RepMLP: Re-parameterizing Convolutions into Fully-connected Layers for Image Recognition

Related tags

Deep LearningRepMLP
Overview

RepMLP: Re-parameterizing Convolutions into Fully-connected Layers for Image Recognition (PyTorch)

Paper: https://arxiv.org/abs/2105.01883

Citation:

@article{ding2021repmlp,
title={RepMLP: Re-parameterizing Convolutions into Fully-connected Layers for Image Recognition},
author={Ding, Xiaohan and Zhang, Xiangyu and Han, Jungong and Ding, Guiguang},
journal={arXiv preprint arXiv:2105.01883},
year={2021}
}

How to use the code

If you want to use RepMLP as a building block in your model, just check repmlp.py. It also shows an example of checking the equivalence between a training-time and an inference-time RepMLP. You can see that by

python repmlp.py

Just use it like this

from repmlp.py import *
your_model = YourModel(...)   # It has RepMLPs somewhere
train(your_model)
deploy_model = repmlp_model_convert(your_model)
test(deploy_model)

From repmlp_model_convert, you will see that the conversion is as simple as calling switch_to_deploy of every RepMLP.

The definition of the two block structures (RepMLP Bottleneck and RepMLP Light) are shown in repmlp_blocks.py. The RepMLP-ResNet is defined in repmlp_resnet.py.

Use our pre-trained models

You may download our pre-trained models from Google Drive or Baidu Cloud (the access key of Baidu is "rmlp").

python test.py [imagenet-folder] train RepMLP-Res50-light-224_train.pth -a RepMLP-Res50-light-224

Here imagenet-folder should contain the "train" and "val" folders. The default input resolution is 224x224. Here "train" indicates the training-time architecture.

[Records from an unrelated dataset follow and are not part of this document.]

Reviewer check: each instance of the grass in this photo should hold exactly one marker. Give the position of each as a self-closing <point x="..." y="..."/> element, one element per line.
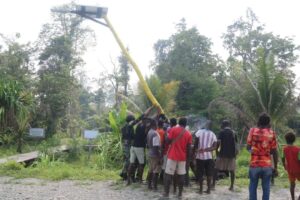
<point x="59" y="170"/>
<point x="75" y="165"/>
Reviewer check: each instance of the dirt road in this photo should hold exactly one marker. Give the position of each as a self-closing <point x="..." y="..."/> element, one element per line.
<point x="35" y="189"/>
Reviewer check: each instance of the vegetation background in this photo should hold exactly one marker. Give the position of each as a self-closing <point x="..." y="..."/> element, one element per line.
<point x="42" y="84"/>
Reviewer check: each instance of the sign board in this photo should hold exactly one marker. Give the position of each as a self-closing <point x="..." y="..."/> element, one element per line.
<point x="90" y="134"/>
<point x="37" y="132"/>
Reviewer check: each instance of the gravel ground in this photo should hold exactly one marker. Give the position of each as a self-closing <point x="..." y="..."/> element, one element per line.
<point x="35" y="189"/>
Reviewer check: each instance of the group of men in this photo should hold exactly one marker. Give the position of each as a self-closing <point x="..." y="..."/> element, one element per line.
<point x="171" y="152"/>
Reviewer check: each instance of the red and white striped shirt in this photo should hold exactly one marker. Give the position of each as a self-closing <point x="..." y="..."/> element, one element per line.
<point x="206" y="140"/>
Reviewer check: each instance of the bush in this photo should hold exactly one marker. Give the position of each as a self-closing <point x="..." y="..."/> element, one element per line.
<point x="12" y="166"/>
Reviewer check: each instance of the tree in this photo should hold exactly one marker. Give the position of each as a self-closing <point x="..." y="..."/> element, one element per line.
<point x="268" y="89"/>
<point x="15" y="62"/>
<point x="259" y="76"/>
<point x="124" y="70"/>
<point x="165" y="93"/>
<point x="187" y="57"/>
<point x="245" y="36"/>
<point x="16" y="106"/>
<point x="61" y="44"/>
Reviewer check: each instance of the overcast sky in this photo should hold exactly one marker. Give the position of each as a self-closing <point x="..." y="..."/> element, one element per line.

You may convert them into the inference-time structure and test again to check the equivalence. For example

python convert.py RepMLP-Res50-light-224_train.pth RepMLP-Res50-light-224_deploy.pth -a RepMLP-Res50-light-224
python test.py [imagenet-folder] deploy RepMLP-Res50-light-224_deploy.pth -a RepMLP-Res50-light-224

Now "deploy" indicates the inference-time structure (without Local Perceptron).

Abstract

We propose RepMLP, a multi-layer-perceptron-style neural network building block for image recognition, which is composed of a series of fully-connected (FC) layers. Compared to convolutional layers, FC layers are more efficient, better at modeling the long-range dependencies and positional patterns, but worse at capturing the local structures, hence usually less favored for image recognition. We propose a structural re-parameterization technique that adds local prior into an FC to make it powerful for image recognition. Specifically, we construct convolutional layers inside a RepMLP during training and merge them into the FC for inference. On CIFAR, a simple pure-MLP model shows performance very close to CNN. By inserting RepMLP in traditional CNN, we improve ResNets by 1.8% accuracy on ImageNet, 2.9% for face recognition, and 2.3% mIoU on Cityscapes with lower FLOPs. Our intriguing findings highlight that combining the global representational capacity and positional perception of FC with the local prior of convolution can improve the performance of neural network with faster speed on both the tasks with translation invariance (e.g., semantic segmentation) and those with aligned images and positional patterns (e.g., face recognition).

FAQs

Q: Is the inference-time model's output the same as the training-time model?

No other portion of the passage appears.